Child Labor Photos by Lewis Hine | The Memory Keeper
“What do you miss most?” he asks. It’s a question he turns to whenever an interview runs dry. It makes people think of the little things–details they might have thought too frivolous to mention. When he posed the question to one of Addie Card’s great-granddaughters, she surprised him by answering, “The shuffle of her slippers.” When Addie was very old and her great-granddaughter would visit, it was the sound of her slippers that would reach her first through the closed door, letting her know Addie was all right.
Esther mulls over the question for a moment, then explains that she really just misses people getting together. “Nobody lives at 4 Mill Circle now,” she tells him. “That’s sad. That was the center of everything for us, and it’s empty. It’s been empty for years.”
It isn’t the kind of answer Manning was looking for, but it doesn’t really surprise him, either. These are the kinds of things that matter to people. Manning often argues that all history is local history. Every great war was fought by individual soldiers. Every president was someone’s son. Every story, no matter how epic, consists at the molecular level of dining-room tables and family reunions.
On a hill in Riverside Cemetery, not far from the Glenallan Mill, a 20-foot-tall stone cross reaches up to the treeline. Its front is intricately carved with flowers and leaves. Around its base are a handful of graves, all bearing the family name White. The Whites were the people who built the cotton mills, which in turn built Winchendon. They went north to recruit French Canadian workers, whom Hine in turn came to document. They were, in all regards, very important people. But as Manning wisely points out, they’re just as dead as everyone else. “The guy with the mausoleum isn’t any more important than the guy with the flat stone. He may claim to have greater importance in the context of his community, but for the family of the person on the flat stone,” he says, with a touch of sadness, “that person is who’s important to them.”

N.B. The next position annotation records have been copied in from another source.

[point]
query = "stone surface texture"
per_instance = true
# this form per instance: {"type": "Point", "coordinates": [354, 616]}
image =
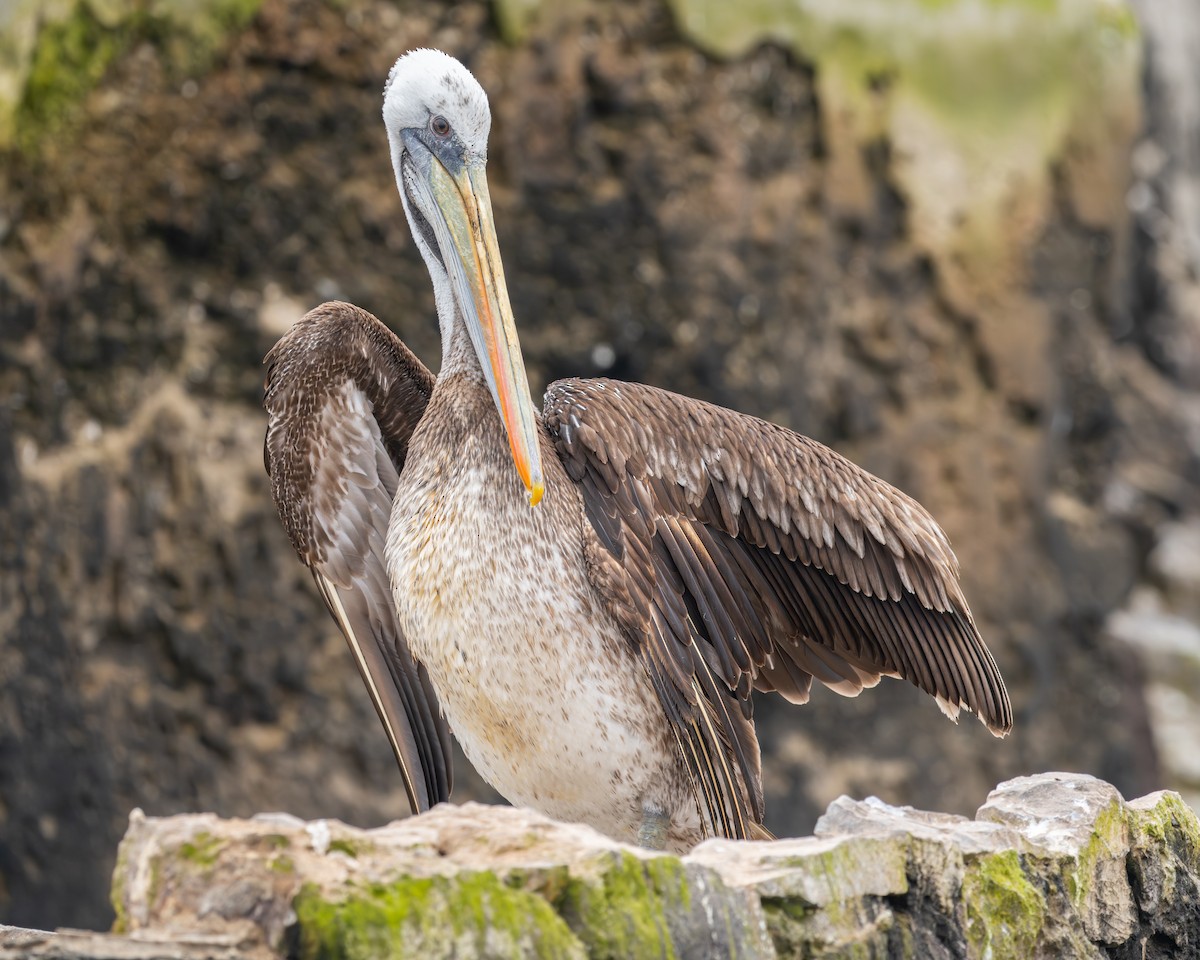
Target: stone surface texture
{"type": "Point", "coordinates": [789, 226]}
{"type": "Point", "coordinates": [1055, 865]}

By the late spring of 2010, Manning is wrapping up his work in Winchendon. Of the 19 surnames identified in Hine’s captions, Manning has finished the family histories of 17. The final two migrated back to Canada. He’s beginning to turn his attention elsewhere–to Eastport, Maine, and to other towns where Hine set up his tripod. Still, there are a few last interviews to do before he’s done.

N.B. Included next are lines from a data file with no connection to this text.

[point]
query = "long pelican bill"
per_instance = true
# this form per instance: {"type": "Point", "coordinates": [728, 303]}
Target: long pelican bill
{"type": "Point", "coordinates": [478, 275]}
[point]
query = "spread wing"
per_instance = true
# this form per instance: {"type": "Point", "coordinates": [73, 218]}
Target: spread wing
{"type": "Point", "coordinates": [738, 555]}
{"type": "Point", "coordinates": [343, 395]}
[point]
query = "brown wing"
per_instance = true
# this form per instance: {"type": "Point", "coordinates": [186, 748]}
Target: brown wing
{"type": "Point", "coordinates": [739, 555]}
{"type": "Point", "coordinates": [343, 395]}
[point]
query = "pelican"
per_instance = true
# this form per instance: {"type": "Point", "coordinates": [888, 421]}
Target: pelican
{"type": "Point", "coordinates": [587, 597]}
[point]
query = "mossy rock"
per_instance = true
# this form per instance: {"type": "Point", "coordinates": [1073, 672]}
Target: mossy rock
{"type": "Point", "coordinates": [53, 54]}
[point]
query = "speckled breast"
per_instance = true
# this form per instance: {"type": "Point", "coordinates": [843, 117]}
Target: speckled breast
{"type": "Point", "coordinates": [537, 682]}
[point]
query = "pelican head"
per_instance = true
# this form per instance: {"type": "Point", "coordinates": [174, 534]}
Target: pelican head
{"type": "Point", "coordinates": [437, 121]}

In June, Manning once again finds himself sitting at someone’s kitchen table, the clunky cassette recorder whirring in front of him. He’s found Ronald Paradis, Mamie’s son-in-law, still living in Worcester. Two of his daughters, Cheryl Szlyk and Deborah Begonis, are also sitting at the table, telling Joe what they remember of their grandmother. A few minutes into the interview, Deborah’s 27-year-old daughter, Jenn Ford, walks into the kitchen, and Manning stops short. “You probably don’t know this,” he says, “but you look exactly like your great-grandmother, Mamie.”
Manning has always harbored a hope that he might one day meet one of the Hine children in person, but he knows it isn’t likely. Even those photographed late in the project would be over 100 years old by now. But seeing Mamie’s face–the same eyes, the same mouth, the same earnest stare–reborn three generations later is soberingly close. As he drives home, he can’t shake the sensation that he’s just seen a ghost.
A few days later, he receives an e-mail from Jenn. At first she found the resemblance amusing, she says. Her father had always told her she had a Frenchman’s nose, and staring at the photos Manning had brought, she thought, Oh my God, I do get my honker from her. But she hasn’t been able to shake that haunting sensation, either, and she’s writing Manning for advice on how to get started doing family research of her own.
Jenn has never known anything about her great-grandmother. On the wall in her mother’s home is a picture of Mamie and her husband in an antique oval frame. She grew up in that house, passed that photo every day, but until she met Joe, she’d never questioned who those people were. Now she passes it and she thinks of the name Laberge. She doesn’t see just an old photo; she sees one moment in a long story that begins with a mill girl and ends with her own life, and when she thinks about all the hardships that came in between, she feels connected.
“It makes me proud,” she says, “to have that name in my blood.”